Big Data Analytics & Cyber Risks, The Face And The Cross Of Digitization
Data Science, also known as Big Data Analytics, is the science that studies data. From vast amounts of information, it extracts them using statistics, mathematics, and computer science to interpret them and facilitate decision-making.
Its use offers advantages to the insurance industry. For example, it provides information on customer habits, allowing you to personalize products, better manage the life cycle of the policy and offer better service, and ultimately, make more accurate risk predictions based on individual behavior patterns. Having more data on behavior patterns also makes fraud detection easier.
It is not surprising that the use of Big Data Analytics allows companies to increase their profitability by up to 20%, according to data managed by Gartner.

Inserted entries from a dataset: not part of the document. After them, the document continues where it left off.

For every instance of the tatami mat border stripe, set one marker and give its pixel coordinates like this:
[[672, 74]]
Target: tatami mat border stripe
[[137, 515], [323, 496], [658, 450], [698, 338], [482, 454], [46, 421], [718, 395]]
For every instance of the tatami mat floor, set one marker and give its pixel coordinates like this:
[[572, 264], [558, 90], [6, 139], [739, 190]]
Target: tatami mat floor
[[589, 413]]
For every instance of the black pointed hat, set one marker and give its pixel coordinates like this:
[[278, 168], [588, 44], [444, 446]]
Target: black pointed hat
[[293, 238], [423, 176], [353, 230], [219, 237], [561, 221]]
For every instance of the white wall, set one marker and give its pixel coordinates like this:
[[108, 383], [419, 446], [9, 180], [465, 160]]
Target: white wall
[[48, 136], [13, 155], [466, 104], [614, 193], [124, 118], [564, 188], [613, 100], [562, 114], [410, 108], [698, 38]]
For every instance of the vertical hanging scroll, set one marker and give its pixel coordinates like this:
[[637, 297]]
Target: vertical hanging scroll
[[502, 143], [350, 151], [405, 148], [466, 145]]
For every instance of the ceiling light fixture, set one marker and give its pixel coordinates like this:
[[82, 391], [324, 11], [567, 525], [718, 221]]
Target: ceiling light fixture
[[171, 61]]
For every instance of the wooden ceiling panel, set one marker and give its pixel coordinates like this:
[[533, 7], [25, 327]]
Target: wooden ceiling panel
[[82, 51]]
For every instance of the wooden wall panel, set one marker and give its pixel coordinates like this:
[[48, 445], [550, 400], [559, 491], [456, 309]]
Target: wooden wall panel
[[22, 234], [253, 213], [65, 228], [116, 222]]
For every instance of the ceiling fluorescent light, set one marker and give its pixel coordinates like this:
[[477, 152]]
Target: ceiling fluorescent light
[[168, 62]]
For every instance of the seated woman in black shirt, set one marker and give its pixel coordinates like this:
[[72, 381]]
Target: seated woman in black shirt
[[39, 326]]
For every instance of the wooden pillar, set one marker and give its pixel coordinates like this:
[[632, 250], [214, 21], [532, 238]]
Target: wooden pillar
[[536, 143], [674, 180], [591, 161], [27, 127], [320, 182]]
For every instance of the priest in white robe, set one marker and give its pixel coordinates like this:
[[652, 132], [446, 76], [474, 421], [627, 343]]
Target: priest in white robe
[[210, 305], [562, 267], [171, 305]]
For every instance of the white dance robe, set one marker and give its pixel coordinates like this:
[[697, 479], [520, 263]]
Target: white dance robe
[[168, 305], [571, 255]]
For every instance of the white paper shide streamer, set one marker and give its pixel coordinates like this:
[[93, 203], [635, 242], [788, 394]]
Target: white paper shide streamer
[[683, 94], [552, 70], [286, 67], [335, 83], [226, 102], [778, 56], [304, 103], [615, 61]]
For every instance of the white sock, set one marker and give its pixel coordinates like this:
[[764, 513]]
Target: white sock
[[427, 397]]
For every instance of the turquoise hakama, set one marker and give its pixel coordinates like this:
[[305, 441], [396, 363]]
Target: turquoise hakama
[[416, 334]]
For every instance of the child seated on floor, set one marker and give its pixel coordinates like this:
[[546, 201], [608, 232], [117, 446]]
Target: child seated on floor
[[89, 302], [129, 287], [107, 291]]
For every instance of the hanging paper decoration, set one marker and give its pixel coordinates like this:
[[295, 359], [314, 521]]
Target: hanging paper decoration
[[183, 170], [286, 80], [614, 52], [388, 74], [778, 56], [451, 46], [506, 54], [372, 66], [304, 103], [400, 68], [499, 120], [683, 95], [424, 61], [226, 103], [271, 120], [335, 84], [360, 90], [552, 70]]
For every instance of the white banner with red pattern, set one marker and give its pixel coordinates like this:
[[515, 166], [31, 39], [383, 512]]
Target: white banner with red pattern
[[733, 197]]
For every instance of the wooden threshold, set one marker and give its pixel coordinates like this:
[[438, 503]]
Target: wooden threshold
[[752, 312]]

To promote its use and train professionals in the sector, Some Insurance Schools has programmed the course ‘Big Data Analytics’, in which students will achieve the fundamental abilities and skills to design and execute use cases with which to find hidden patterns in your company data and predict behaviors that allow you to reduce costs or create business lines to generate income.
Increase In Cyber Risks
We could say that the takeoff of Big Data is one of the positive aspects of digitization. On the opposite side, we find the increase in cyber risks, which was much more highlighted during the current pandemic, with exponential growth in teleworking that has not always been accompanied by sufficient security guarantees.
To face the rise in the actions of cybercriminals, prevention alone is not valid, since absolute security is impossible and mitigation mechanisms such as cyber insurance are essential to reduce the impact of these attacks as soon as they occur. To respond to the current situation in which the demand for cyber insurance and professionals prepared to market.